- Born: 4 April 1945 Hyderabad, Hyderabad State, British India
- Died: 4 January 2018 (aged 72) Karachi, Sindh, Pakistan
- Burial place: Karachi, Pakistan
- Other name: Zubaida Aapa;
- Occupations: Chef, cooking expert, health advisor
- Years active: 1945–2018
- Spouse: Tariq Maqsood ​(m. 1966)​
- Children: 2
- Relatives: Bahadur Yar Jung (uncle); Anwar Maqsood (brother); Fatima Surayya Bajia (sister); Zehra Nigah (sister); Bilal Maqsood (nephew);

= Zubaida Tariq =

Pakistani chef and cooking expert (1945–2018)

Zubaida Tariq (4 April 1945– 4 January 2018), commonly known as Zubaida Aapa, was a Pakistani chef, herbalist, and cooking expert. She was the first celebrity cook of Pakistan, appearing on numerous TV shows, and was also known for her totkas (lifehacks).

==Career==
Tariq first started cooking when she and her husband hosted dinner parties at their home, and it was at one of these parties where she was offered a job at a food advisory service by a guest who was impressed with her cooking skills. Tariq went on to become popular in the 1990s when she became part of the cooking show Dalda ka Dastarkhawan.

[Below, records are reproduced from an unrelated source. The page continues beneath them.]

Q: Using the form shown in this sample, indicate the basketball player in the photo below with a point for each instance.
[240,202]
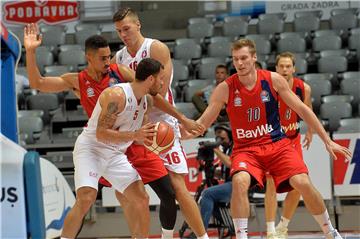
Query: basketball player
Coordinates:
[100,149]
[88,85]
[285,66]
[137,47]
[251,99]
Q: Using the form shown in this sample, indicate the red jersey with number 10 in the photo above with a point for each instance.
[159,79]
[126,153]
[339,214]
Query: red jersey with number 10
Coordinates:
[289,119]
[253,114]
[90,89]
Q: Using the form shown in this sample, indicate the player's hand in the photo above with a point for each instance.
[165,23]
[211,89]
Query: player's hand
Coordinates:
[32,36]
[186,134]
[307,140]
[333,148]
[145,133]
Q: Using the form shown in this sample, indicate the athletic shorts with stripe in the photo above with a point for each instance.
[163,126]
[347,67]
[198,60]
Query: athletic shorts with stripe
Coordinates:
[280,159]
[93,159]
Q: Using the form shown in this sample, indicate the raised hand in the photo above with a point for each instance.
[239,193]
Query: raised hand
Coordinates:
[333,148]
[193,127]
[32,36]
[145,133]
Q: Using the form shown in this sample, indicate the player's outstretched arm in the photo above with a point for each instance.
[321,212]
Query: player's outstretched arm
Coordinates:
[112,102]
[189,124]
[160,52]
[289,97]
[69,81]
[218,99]
[307,100]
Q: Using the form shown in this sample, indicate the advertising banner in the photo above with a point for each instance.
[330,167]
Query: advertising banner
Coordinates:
[49,12]
[57,196]
[347,173]
[12,202]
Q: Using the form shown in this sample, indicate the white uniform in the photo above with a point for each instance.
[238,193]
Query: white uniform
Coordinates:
[174,159]
[93,159]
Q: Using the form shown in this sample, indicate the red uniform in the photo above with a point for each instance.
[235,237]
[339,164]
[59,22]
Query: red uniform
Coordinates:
[259,143]
[289,119]
[144,160]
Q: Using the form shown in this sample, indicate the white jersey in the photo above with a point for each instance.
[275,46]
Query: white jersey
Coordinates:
[124,57]
[130,119]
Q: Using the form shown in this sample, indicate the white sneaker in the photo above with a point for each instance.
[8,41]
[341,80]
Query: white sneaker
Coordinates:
[282,233]
[333,235]
[271,235]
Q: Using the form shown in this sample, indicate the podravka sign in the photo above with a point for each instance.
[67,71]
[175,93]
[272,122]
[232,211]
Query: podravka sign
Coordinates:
[50,12]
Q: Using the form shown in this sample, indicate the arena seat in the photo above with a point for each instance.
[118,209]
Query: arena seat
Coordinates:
[332,112]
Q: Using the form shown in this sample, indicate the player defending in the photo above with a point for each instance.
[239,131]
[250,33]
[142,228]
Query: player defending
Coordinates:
[136,48]
[100,149]
[285,66]
[251,99]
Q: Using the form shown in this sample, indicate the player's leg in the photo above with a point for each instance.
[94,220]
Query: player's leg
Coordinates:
[126,180]
[270,207]
[314,203]
[153,172]
[85,198]
[246,171]
[211,195]
[175,162]
[88,168]
[289,207]
[168,209]
[187,204]
[130,216]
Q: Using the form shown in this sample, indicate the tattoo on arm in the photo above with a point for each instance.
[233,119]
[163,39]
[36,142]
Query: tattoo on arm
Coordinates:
[108,117]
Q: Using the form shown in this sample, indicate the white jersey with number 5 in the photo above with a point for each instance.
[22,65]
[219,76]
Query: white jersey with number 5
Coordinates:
[124,57]
[130,119]
[175,158]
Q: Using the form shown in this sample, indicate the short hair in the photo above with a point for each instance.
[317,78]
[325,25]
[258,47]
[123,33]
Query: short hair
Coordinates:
[124,12]
[285,54]
[244,43]
[258,65]
[222,66]
[95,42]
[146,68]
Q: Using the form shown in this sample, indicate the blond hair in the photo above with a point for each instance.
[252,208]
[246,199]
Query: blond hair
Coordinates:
[244,43]
[285,54]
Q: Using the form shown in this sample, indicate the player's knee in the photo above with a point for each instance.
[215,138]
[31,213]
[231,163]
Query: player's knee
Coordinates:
[301,182]
[241,184]
[85,201]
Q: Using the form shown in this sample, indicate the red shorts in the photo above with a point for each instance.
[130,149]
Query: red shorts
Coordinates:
[148,164]
[280,159]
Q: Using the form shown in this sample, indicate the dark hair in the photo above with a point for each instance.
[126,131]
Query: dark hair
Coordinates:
[258,65]
[95,42]
[222,66]
[123,12]
[146,68]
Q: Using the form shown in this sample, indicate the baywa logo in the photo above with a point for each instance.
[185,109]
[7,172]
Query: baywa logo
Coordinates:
[9,194]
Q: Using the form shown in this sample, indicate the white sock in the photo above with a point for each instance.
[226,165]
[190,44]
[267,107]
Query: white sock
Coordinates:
[240,225]
[284,222]
[167,234]
[324,222]
[270,227]
[205,236]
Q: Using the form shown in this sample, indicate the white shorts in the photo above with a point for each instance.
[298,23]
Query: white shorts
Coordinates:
[175,158]
[92,161]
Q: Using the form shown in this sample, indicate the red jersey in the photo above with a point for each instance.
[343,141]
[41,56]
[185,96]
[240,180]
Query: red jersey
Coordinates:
[289,119]
[253,114]
[90,89]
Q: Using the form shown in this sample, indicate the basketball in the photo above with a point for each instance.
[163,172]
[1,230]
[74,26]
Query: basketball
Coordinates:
[163,140]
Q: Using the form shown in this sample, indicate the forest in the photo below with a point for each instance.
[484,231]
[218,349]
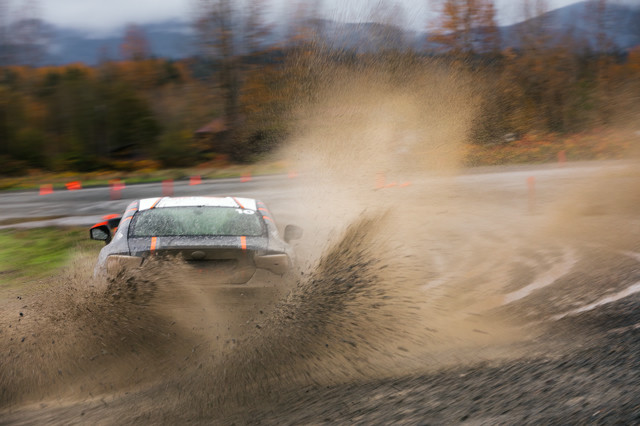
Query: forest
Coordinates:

She starred in her own cooking show Handi on Hum Masala and appeared on several other TV shows as a guest. Tariq worked with and appeared on ARY Digital, Sajid Hussain, Nadia, Kiran, FM 107, Kitchen Magic and Aaj Ke Bhao. Tariq was also well known for her home remedies or totkas, and ran a restaurant with her son Hussain Tariq.

==Personal life==
Zubaida Tariq was born on 4 April 1945 in Hyderabad Deccan, British India. Her family migrated to Pakistan in 1947. They settled in Karachi, PIB Colony, where she lived with her five older sisters and 4 brothers. In 1953, her father died. After the death of father, three of her sisters took responsibility for running the house. In 1966, Zubaida wed a first cousin, Tariq Maqsood, whom she first met in 1954. They had two children. She died on 4 January 2018 at 72, after a long ailment. The death was confirmed by her brother, Anwar Maqsood on his Twitter handle. The funeral was held at Sultan Mosque in the city's Defence area following Friday prayers.

==Family==
Originally from Hyderabad, British India, and settled in Karachi, Zubaida was born into a prominent Urdu-speaking family known for producing littérateurs, intellectuals and artists. Her maternal grand-uncle was Bahadur Yar Jung, a Muslim nationalist of the Indian subcontinent.

She had ten other siblings, the most notable of whom include sisters Fatima Surayya Bajia (an Urdu novelist and playwright) and Zehra Nigah (an Urdu poet) and brother Anwar Maqsood (a poet, humorist, writer and entertainer). A nephew Bilal Maqsood (Anwar's son) is a vocalist and guitarist for the pop rock band "Strings".

==Medical health==
She died on 4 January 2018, aged 72, from heart failure.